Just like Fact Checks, the number of op-ed pieces we run each week tends to ebb and flow. This week, we had an opinionsplosion that included arguments for what the county should do to protect the most vulnerable from El Niño, why Prop. 47 is having unintended consequences that are harming communities, that CEQA offers opportunities for the disenfranchised to challenge the powerful and why folks shouldn’t restrict their gifts to nonprofits.
For a long time now, Scott Lewis, Mary Walter-Brown and I have been scheming to give nonprofits in San Diego the VOSD treatment – to explain how they work and the challenges they face, and to turn an investigative eye on that world. We’re pumped Lisa Halverstadt is going to take on that role.

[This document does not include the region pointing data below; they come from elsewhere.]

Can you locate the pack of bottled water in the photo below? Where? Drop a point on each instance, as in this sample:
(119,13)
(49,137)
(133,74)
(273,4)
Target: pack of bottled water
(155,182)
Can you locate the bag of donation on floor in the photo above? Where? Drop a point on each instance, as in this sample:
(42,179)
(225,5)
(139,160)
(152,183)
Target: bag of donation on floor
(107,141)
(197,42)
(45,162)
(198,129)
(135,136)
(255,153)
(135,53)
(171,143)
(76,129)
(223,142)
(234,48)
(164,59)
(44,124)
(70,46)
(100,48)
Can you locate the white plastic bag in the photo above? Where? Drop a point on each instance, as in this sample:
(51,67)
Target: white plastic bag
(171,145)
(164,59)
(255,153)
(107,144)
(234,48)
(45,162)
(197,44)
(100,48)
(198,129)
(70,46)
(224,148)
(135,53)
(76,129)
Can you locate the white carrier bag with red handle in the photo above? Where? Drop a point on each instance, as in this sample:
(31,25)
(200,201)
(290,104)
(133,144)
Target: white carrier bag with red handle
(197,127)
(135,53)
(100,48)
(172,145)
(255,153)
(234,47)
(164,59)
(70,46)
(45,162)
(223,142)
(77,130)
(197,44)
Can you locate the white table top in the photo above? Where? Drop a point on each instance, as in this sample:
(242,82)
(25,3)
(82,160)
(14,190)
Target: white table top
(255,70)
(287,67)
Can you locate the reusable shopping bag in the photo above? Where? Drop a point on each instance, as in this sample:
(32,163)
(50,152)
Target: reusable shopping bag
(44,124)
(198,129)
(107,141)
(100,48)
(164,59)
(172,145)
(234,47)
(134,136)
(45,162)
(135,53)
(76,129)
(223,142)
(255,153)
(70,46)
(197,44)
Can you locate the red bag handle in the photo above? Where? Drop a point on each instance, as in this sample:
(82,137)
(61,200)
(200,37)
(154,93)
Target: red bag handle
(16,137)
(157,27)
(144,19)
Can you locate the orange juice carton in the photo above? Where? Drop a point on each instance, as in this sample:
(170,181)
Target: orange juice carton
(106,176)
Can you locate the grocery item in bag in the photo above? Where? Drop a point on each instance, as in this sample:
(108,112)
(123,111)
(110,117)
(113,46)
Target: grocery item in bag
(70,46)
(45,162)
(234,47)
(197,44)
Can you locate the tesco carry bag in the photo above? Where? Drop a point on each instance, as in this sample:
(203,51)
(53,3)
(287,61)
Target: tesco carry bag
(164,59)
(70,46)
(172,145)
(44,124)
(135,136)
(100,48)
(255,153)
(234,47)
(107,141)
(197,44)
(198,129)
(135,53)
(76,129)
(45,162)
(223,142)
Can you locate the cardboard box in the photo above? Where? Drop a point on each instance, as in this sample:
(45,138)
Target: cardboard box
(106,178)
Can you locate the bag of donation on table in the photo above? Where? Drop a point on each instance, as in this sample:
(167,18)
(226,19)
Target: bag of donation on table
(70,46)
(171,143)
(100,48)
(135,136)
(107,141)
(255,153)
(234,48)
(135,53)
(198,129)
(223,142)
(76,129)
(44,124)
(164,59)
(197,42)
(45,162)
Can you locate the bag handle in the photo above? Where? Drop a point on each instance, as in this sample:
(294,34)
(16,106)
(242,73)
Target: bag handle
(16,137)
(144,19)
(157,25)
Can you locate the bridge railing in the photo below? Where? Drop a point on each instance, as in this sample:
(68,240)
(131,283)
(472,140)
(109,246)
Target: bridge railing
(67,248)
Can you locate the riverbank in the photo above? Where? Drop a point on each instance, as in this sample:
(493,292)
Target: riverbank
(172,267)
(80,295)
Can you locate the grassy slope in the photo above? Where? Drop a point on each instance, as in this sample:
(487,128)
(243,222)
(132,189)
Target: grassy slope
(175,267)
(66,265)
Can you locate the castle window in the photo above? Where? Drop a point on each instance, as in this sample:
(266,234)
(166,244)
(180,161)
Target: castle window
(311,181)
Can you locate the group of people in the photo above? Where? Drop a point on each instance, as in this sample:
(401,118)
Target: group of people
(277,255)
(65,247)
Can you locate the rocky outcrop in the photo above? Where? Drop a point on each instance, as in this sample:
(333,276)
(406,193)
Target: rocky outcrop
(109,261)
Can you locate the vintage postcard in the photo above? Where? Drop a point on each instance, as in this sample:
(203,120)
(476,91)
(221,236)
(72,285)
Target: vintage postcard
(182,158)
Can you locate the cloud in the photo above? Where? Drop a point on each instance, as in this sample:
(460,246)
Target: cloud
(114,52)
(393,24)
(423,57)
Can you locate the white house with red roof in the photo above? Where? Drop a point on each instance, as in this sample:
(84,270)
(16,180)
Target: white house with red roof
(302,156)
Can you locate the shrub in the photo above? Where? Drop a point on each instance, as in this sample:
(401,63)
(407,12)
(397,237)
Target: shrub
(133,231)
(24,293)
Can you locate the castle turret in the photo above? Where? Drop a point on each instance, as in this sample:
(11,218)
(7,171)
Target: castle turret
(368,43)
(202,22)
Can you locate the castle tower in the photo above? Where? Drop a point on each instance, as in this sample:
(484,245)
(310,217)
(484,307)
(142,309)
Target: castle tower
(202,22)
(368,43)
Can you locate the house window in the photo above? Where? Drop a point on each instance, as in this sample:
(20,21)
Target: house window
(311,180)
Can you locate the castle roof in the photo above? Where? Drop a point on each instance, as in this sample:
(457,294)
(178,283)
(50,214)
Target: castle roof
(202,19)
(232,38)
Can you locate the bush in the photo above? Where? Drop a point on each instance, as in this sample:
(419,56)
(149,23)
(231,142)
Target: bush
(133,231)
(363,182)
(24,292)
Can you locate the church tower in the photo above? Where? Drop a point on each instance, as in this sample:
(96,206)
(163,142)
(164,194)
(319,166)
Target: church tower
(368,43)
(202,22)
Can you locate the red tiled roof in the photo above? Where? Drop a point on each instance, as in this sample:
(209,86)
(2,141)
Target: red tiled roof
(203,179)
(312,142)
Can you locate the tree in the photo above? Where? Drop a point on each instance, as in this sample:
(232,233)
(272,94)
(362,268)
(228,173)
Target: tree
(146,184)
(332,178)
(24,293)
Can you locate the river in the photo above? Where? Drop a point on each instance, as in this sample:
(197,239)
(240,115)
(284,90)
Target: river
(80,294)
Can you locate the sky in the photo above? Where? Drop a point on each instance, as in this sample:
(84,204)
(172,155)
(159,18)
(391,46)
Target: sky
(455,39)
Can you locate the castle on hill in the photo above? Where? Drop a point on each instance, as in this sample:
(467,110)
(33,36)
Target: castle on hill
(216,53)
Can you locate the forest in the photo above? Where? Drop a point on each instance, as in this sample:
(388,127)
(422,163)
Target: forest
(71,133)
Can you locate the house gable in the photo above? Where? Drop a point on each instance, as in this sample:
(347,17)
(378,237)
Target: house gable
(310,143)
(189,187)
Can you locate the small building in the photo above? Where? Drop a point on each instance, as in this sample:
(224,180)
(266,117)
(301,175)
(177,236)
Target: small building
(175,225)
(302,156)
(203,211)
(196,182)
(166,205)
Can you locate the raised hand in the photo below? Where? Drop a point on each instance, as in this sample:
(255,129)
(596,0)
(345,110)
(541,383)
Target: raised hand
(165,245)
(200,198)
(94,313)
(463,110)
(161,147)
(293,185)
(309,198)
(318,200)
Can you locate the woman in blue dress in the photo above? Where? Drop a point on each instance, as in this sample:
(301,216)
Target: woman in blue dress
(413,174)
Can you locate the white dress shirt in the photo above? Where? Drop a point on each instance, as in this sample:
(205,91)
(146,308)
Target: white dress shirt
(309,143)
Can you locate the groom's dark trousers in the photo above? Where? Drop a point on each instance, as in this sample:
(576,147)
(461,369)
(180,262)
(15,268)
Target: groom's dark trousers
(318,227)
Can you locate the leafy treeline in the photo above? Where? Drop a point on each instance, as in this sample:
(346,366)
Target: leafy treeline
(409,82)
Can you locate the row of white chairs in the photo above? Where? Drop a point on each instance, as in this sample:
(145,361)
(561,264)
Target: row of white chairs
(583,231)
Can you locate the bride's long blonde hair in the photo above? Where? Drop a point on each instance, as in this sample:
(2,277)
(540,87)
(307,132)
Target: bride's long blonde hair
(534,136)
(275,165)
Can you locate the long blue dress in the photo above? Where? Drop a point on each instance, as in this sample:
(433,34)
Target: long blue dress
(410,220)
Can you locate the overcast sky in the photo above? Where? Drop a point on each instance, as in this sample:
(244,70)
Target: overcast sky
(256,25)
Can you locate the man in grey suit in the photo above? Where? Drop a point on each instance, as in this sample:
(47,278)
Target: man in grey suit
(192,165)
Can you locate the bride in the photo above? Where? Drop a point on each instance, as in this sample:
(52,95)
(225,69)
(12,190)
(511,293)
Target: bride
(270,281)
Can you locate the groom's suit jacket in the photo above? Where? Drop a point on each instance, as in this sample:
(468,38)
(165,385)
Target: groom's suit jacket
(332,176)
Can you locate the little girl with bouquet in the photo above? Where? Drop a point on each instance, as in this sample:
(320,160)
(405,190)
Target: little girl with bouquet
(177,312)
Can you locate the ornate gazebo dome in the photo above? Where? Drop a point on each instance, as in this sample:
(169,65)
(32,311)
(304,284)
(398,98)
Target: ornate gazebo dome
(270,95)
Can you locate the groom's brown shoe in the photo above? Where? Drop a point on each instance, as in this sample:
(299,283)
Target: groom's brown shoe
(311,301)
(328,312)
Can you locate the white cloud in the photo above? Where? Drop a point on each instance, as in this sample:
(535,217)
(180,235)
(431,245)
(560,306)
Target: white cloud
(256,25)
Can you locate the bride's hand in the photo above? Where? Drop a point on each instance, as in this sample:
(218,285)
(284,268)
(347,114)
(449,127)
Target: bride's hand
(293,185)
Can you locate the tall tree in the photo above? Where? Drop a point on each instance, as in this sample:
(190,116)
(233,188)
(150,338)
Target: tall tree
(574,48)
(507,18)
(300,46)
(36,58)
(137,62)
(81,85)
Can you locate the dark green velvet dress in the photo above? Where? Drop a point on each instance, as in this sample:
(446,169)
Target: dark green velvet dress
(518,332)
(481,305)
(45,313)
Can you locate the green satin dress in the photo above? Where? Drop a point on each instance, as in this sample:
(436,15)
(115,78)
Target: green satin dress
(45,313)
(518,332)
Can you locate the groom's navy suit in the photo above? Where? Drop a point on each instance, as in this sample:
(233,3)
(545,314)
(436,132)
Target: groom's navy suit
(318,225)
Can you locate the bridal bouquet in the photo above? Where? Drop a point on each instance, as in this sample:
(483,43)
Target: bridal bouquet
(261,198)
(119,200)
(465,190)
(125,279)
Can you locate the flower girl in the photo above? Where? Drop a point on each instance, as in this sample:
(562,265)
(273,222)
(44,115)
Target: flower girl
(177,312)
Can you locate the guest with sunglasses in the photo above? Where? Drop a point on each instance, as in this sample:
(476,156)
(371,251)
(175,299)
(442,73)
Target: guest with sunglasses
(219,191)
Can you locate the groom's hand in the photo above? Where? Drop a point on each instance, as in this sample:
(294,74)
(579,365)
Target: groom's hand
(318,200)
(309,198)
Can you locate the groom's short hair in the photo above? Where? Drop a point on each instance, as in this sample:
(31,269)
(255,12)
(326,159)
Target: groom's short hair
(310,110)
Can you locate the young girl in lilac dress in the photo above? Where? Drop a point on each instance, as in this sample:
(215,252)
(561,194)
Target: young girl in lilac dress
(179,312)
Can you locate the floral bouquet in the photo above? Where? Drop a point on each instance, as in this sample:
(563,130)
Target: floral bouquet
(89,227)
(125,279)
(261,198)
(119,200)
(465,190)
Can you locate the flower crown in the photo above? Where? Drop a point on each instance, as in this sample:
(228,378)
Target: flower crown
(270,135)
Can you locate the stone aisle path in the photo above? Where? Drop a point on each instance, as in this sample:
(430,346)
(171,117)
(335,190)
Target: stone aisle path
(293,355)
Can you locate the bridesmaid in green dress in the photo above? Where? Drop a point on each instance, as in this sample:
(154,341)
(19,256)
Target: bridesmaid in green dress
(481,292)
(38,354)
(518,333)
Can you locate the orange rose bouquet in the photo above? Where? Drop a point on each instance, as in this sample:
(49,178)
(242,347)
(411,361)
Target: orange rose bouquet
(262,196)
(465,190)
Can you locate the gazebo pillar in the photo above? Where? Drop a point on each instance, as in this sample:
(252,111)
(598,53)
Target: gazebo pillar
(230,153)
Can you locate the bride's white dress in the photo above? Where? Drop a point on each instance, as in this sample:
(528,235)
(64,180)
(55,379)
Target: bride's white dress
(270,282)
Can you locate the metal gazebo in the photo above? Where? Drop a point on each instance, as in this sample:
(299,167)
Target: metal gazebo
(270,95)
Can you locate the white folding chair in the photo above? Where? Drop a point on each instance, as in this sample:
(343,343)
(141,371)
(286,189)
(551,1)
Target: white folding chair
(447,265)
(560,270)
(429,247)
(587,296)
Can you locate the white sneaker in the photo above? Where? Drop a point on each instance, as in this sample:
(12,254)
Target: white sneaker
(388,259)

As she wraps her mind around the nonprofit world, she’s delivered a couple posts laying out the landscape: what we know about nonprofits in San Diego, and the biggest nonprofits in the county.
• Smaller cities around the county are being forced to make some big decisions as they attempt to implement climate action plans.
• A few decisions made by San Diego Unified officials have curbed the number of school choice spots available, but the program itself is not going anywhere.
• Affordable housing advocates are frustrated that some of the Legislature’s marquee bills this session died or got put on hold.
• Careful out there: It’s the most dangerous time of year for pedestrians in San Diego.
• Councilman Chris Cate shows up in the Culture Report and on this week’s podcast, talking about his district’s beer bona fides. (Cate also said during his interview with Kinsee Morlan that he is not a fan of Kanye West, so please shame him accordingly.)
• I’m no longer at the point in my running career where I fret about pace and breathing in my head. But I still liked this piece on what we think about while we’re running. (New Yorker)
• I am not exaggerating when I say New York Times Magazine reporter Nikole Hannah-Jones’ story on how a phenomenal young student was handicapped by her name is so incredible it gave me chills. (Longreads)
• We see a lot of good journalism that uncovers the shady practices of many for-profit colleges. Now an investigation zooms in on the accreditation agencies that keep them in business. (ProPublica)
• A black software engineer at Twitter explains why he quit his job over the company’s resistance to making changes that would diversify its largely white workforce. (Medium)
• My new hero: The anti-corset, pro-masturbation, pro-cake-baking pioneering lady doctor mentioned in this fun piece exploring suffragette cookbooks. (NPR)
“Blah, blah, blah, and wake me up when you have something to say.” – L.A. Times columnist Steve Lopez’s unimpressed reaction to a bureaucratic explanation of why children are being forbidden from running in a public park.